We have extremely highly levels of phenol, catechol and hydroquinone in our everyday urine. It is highly variable and in order to get these levels in our urine you would have to be exposed to about 1000 times more benzene than we are typically exposed in every day. It is not coming from benzene.

Slide 12:

It is coming from somewhere else, and it is mainly coming through hydroquinone from something like arbutin, which is present as a glycoside in many things like wheat and pears, and so our main intake of hydroquinone is from these types of foods.

Slide 13:

But phenol which is then converted to hydroquinone is coming mainly from gut bacteria and the breakdown of amino acids from gut bacteria and very interestingly if you have a large number of bacteroides in these phenol-producing bacteria you produce a lot of phenol. You have a high level of phenol in your urine whereas if you have a lot of lactobacillus and clostridium which don't produce phenol then you have very low levels, and interestingly these are associated with meat intake and this is not. This is associated with breast feeding which is protective against leukemia and these are found from meat intake which is also related to leukemia in epidemiological studies. We think this production of phenol by gut bacteria could be very important in producing it.

Slide 14:

The theory goes like this, which will be published in Leukemia in the next month or so, the paper we have in press. I have some copies with me that phenol and hydroquinone in the blood come mainly from arbutin in the diet, a little bit from benzene, a little bit from benzene in cigarette smoke, from medicines such as Pepto Bismol but most importantly from protein and gut flora activity. These travel to the bone marrow where they produce many of the same effects that benzene produces because they are responsible for benzene's effects, oxidative DNA damage, chromosome rearrangements, inhibition of TOPO-2(?) altered hematopoiesis and selection of a leukemic clone. We hypothesize that this could lead to some forms of leukemia and MDS.

Slide 15:

Now, this is very difficult to actually prove or study because of a variety of factors. It is very difficult to look at the diet retrospectively.

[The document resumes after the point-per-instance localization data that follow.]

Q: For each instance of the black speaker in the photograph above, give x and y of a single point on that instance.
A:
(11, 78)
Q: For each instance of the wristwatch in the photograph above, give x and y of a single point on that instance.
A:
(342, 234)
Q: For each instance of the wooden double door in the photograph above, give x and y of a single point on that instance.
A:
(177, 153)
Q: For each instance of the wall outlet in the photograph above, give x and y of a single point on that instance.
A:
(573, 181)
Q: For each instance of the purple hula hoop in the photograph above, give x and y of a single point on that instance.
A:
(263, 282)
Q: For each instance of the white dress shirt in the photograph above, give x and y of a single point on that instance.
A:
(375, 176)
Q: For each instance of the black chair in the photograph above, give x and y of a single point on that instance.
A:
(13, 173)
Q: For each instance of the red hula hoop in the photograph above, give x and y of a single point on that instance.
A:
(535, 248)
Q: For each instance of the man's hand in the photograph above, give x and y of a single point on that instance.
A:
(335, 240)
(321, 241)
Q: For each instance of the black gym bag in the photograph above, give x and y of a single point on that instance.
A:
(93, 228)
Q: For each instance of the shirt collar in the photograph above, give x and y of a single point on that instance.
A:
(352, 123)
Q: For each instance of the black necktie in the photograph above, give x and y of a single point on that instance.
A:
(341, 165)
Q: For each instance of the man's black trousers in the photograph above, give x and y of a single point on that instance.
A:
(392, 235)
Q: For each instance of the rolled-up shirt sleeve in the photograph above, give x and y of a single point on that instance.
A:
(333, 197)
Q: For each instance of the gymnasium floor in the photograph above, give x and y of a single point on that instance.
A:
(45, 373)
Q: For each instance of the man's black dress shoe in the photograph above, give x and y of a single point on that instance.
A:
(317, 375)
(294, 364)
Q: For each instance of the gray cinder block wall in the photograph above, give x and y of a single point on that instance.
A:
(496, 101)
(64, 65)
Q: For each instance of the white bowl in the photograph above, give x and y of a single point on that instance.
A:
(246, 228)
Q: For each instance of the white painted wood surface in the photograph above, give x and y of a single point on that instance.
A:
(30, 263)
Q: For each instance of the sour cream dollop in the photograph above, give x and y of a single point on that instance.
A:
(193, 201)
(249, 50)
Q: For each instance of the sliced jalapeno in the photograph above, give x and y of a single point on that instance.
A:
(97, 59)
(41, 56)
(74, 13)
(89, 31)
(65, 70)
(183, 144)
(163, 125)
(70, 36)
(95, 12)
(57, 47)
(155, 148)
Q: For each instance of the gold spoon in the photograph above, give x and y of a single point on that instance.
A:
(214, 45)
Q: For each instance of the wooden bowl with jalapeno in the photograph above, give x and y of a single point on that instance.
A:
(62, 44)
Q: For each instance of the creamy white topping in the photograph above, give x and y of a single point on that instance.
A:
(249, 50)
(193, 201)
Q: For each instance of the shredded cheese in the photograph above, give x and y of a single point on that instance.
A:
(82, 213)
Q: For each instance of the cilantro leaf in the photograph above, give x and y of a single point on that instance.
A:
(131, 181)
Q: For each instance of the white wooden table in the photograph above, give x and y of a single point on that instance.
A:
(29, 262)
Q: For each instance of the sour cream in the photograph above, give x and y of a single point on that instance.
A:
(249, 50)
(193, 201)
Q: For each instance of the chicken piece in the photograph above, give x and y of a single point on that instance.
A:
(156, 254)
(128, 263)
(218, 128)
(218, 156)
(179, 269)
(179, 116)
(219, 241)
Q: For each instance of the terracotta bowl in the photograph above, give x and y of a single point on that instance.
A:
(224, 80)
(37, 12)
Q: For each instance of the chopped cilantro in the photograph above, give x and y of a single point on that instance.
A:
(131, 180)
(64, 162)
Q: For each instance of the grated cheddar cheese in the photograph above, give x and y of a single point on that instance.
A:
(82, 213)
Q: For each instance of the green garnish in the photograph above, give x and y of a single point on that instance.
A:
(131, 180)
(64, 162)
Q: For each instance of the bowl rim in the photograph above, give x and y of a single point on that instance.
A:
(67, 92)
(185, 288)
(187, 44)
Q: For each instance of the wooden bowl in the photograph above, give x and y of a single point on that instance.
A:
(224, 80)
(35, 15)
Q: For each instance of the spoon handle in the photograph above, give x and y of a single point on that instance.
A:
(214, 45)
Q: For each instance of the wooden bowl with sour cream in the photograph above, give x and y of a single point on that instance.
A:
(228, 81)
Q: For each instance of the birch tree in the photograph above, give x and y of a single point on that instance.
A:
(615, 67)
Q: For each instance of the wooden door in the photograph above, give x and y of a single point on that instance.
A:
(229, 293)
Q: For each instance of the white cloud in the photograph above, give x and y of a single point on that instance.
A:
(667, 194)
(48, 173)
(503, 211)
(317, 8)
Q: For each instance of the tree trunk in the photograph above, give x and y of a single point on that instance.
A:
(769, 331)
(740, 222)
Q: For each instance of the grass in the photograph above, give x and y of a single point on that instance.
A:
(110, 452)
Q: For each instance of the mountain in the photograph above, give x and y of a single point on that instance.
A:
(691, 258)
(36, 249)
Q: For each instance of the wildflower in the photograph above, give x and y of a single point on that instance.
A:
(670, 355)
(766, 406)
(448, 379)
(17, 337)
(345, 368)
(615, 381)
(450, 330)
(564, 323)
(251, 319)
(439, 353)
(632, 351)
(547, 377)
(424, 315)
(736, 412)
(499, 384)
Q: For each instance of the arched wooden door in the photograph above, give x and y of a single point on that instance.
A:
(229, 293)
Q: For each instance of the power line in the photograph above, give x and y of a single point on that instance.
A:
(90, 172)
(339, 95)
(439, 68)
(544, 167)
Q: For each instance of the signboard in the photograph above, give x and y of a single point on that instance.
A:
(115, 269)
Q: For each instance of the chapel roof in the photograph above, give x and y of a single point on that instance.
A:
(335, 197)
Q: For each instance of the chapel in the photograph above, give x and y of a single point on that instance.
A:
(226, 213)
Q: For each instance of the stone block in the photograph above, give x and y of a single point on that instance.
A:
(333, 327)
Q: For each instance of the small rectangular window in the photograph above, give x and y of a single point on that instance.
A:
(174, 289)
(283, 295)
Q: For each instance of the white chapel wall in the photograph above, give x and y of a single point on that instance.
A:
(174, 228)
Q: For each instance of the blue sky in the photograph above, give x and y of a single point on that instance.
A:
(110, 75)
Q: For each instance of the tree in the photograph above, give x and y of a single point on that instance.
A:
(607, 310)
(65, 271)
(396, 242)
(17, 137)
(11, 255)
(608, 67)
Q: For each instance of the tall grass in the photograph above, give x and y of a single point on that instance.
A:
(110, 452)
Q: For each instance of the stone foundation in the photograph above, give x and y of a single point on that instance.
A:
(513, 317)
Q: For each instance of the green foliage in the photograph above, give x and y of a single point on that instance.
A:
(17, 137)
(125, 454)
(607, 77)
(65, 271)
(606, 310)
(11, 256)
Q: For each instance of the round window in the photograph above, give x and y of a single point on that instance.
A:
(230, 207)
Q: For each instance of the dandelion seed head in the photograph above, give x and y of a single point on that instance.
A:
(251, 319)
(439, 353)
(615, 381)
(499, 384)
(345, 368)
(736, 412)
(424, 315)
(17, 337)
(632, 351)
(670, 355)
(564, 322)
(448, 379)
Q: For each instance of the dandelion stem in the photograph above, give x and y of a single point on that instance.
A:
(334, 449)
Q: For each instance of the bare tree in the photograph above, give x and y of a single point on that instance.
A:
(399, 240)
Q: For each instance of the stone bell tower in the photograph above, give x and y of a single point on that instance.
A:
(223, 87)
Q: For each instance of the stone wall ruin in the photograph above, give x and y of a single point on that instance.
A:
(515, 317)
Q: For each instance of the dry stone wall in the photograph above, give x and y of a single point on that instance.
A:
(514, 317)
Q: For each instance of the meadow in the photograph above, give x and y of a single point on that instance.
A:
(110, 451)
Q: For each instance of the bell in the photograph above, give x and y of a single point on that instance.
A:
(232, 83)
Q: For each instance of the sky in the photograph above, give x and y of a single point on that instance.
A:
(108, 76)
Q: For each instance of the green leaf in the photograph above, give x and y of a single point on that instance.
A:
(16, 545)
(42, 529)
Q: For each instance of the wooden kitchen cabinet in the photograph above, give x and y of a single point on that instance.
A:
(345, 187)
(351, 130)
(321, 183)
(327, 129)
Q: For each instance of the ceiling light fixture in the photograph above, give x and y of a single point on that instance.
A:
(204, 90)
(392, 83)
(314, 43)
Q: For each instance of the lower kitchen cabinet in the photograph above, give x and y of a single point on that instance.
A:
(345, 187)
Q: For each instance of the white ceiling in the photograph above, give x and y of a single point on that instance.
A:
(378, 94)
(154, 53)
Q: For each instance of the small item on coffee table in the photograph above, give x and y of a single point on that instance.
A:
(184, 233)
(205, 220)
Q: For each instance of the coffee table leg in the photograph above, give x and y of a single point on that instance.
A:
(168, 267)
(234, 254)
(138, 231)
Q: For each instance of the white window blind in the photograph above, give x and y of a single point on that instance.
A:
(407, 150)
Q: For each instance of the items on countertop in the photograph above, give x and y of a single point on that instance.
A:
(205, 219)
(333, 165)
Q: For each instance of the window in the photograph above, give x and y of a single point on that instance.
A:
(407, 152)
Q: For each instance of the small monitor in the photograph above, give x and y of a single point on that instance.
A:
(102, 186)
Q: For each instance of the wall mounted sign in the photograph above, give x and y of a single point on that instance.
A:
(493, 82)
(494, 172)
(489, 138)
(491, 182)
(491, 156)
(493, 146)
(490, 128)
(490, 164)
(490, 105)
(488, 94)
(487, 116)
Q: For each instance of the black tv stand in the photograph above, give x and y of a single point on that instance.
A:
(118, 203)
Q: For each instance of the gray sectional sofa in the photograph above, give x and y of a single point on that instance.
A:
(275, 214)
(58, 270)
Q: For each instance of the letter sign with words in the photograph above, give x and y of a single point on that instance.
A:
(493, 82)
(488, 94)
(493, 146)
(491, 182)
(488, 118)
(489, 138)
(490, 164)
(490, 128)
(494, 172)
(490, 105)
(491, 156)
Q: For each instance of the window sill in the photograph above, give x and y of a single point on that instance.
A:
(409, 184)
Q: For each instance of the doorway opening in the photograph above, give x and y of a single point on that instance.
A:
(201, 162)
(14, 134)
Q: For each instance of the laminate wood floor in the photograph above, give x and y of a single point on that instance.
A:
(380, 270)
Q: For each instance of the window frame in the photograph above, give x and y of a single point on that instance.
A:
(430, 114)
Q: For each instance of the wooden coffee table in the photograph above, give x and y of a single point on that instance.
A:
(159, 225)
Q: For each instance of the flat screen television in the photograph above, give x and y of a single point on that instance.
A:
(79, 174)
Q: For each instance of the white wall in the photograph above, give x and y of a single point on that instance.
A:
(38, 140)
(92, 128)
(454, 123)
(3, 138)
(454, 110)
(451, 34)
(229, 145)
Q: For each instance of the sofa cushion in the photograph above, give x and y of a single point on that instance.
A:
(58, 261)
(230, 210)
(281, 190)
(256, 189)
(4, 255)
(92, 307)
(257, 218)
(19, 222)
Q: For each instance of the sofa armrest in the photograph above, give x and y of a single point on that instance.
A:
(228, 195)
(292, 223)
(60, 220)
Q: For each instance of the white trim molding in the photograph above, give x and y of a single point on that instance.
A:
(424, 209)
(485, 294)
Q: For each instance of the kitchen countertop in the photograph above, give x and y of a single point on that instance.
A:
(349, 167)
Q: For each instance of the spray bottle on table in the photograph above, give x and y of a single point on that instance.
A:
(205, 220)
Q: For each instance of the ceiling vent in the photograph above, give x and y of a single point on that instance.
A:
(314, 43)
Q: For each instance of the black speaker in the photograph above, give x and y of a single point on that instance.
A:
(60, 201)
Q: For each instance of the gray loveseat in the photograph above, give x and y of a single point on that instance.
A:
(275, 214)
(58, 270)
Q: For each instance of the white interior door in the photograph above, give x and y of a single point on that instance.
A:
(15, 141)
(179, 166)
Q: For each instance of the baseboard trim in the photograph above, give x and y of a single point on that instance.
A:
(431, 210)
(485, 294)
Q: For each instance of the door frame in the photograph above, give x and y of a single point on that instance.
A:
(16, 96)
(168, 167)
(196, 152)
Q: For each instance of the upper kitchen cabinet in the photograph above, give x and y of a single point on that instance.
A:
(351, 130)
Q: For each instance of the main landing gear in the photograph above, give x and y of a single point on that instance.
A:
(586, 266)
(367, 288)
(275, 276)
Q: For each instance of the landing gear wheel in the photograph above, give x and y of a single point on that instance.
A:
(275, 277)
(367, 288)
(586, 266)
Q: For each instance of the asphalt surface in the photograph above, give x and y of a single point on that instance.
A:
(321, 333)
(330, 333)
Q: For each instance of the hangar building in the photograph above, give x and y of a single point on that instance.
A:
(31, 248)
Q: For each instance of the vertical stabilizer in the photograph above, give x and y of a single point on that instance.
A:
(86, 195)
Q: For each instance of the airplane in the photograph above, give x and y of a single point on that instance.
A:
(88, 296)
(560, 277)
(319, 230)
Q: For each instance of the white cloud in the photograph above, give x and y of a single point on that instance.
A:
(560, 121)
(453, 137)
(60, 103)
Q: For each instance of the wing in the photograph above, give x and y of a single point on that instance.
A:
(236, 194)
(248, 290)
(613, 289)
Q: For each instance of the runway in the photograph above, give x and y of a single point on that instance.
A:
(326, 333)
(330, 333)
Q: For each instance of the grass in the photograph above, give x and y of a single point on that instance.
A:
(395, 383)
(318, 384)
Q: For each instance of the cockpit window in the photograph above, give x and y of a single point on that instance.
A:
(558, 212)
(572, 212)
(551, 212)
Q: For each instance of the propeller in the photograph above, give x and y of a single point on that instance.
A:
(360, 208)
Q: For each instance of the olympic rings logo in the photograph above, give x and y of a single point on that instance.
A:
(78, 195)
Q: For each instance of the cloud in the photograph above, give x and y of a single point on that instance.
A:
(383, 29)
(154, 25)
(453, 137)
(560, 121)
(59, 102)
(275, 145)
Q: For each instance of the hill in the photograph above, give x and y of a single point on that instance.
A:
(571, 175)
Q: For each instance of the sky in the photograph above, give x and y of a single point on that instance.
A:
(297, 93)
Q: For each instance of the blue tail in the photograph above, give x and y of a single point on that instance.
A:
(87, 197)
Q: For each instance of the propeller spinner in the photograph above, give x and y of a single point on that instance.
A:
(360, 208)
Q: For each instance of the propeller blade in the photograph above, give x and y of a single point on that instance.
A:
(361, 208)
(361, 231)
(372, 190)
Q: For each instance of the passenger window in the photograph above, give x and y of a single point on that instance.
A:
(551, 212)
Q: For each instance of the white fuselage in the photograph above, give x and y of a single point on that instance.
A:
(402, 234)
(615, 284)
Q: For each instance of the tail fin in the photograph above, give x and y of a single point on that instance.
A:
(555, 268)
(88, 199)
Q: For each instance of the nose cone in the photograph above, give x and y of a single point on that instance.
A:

How do you assess differences in people's gut flora? How do you measure what their gut flora is or what their gut flora was 10 years ago, and there has also been a suggested role of viruses by Azro Raza, the cytomegalovirus. That needs to be looked at and a variety of other things need to be looked at. We have a lot of problems not only looking at the hypothesis but also some epidemiological, methodological problems. There is really no incidence data on MDS. How do you identify patients early enough? It makes this very difficult to do a population-based study, which is what you really need to do. There are problems in diagnosis and classification at different clinical centers. This makes it very difficult to do a study, and as has been mentioned this morning there are also likely to be different types of MDS or subtypes of MDS with differing etiology and in epidemiology this means you are going to be faced with a problem of small numbers.

Slide 16:

What can be done? I would just like to leave you with some of my ideas of what could be done. I think what needs to be done is a very large study of MDS and AML in patients in the major clinical centers which capture the majority of patients in this specific area. By doing this you would get almost a population-based study. Then you would have to decide how you are going to select controls, and it is important to study both MDS and AML together because we may learn a lot about why some MDS progress to AML and others do not, and perhaps I would add to this, since I saw Neal Young's talk a few minutes ago, that we should add anemia and PNH into this also. Then you develop a sophisticated questionnaire and analytical techniques to test these new hypotheses and you perform sophisticated biological sample processing on all these subjects to allow future genomic or genetic analyses, analyses of gene expression and future proteomic analyses, so create a tremendous sample resource for analysis, and this will take a multimillion dollar large systematic effort, but I think it is the only way that we can really get to causation with this particular disease. Thank you. (Applause.)